Maskeli Günlükler Okuma Etkinliği #2 Hatice Kurtaran -Seni İstemiyorum | Kitap Yorumu



 Yazar: Hatice Kurtaran
Yayınevi: Mendirek Yayınları
Sayfa: 397
Yıl: 2015
Kitaba Puanım: 3


Bu evlilik ailesini kurtaran fakat kendisini öldüren bir anlaşmaydı!

İki aile arasındaki kan davasını durdurmanın tek bir yolu vardı ve artık kimsenin bir kaybı daha kaldıramayacağı o gün karar çoktan verilmişti: Sıraç ve Derin ne olduğunu anlamadan, kendilerini zoraki bir evlilik arifesinde bulduklarında itiraz etmeye bile hakları kalmamıştı.

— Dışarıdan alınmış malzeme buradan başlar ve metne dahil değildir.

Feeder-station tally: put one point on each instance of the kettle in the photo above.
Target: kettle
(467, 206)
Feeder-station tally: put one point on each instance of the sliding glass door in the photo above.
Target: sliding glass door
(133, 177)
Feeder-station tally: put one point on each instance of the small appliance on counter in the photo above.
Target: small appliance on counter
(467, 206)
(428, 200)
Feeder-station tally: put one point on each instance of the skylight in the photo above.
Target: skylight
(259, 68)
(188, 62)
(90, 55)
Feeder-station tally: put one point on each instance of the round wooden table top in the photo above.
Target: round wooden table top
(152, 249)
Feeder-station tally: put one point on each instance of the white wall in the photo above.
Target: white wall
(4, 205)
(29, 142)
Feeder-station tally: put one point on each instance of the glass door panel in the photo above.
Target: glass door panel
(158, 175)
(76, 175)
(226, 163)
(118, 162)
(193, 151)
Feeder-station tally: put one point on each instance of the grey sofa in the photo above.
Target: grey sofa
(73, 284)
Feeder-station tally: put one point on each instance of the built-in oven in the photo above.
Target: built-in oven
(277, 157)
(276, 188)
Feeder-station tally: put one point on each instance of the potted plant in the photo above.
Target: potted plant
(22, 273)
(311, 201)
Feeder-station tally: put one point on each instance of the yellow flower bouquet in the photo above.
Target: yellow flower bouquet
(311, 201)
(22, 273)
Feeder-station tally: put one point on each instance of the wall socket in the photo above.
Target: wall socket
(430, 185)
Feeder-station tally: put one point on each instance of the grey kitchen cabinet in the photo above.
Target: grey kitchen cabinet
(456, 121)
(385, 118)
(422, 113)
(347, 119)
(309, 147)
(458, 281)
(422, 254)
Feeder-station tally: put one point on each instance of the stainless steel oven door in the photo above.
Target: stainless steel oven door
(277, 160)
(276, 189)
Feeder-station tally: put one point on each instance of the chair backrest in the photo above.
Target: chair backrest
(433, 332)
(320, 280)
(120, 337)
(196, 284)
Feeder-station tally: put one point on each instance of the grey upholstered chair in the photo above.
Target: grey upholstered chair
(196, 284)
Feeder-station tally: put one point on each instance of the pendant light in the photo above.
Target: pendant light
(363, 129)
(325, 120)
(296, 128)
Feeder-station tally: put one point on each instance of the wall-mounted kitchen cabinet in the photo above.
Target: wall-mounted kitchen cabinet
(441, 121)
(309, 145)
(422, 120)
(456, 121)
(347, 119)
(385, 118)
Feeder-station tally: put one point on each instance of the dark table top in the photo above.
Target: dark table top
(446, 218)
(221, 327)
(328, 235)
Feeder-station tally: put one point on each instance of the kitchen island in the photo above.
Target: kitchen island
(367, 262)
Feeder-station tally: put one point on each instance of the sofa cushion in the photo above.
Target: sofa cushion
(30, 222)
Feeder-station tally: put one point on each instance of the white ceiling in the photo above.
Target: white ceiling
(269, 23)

Bu, mutlu bir aşk evliliği değildi. Mecburiyetler tarafından dört bir yanı sarılmış, nefretle kabullendikleri hayatı yaşamak zorunda bırakılmış bir çiftin hikâyesiydi.

Her 'Seni istemiyorum!' dediklerinde daha fazla birbirine bağlanan, aşk ve nefret arasındaki ince çizgide boğulan iki yabancı… Aklın ve kalbin farklı işlediği,galibi olmayan bir aşk hikâyesi.
(Tanıtım Bülteninden)




Sevgili günlük!
Ben iyiyim, sen nasılsın?
Elimde pembe kalemin ve ben hazırım beyaz saylararina kargacık burgacık yazılarıyla doldurmaya 😉😉

...

Yazarın kalemini daha önceden okuma fırsatını bulamamıştım. Şimdiye nasip oldu. Güzel oldu esasen.
Anlatımını beğendim. Yazımı güzeldi. Ben normalde 'töre' konulu bir şeyler okumaz ya da izlemem. Nedeni yok, beni sıkıyor ve genelde sinirlerimi bozuyor. Pek sevmem esasen.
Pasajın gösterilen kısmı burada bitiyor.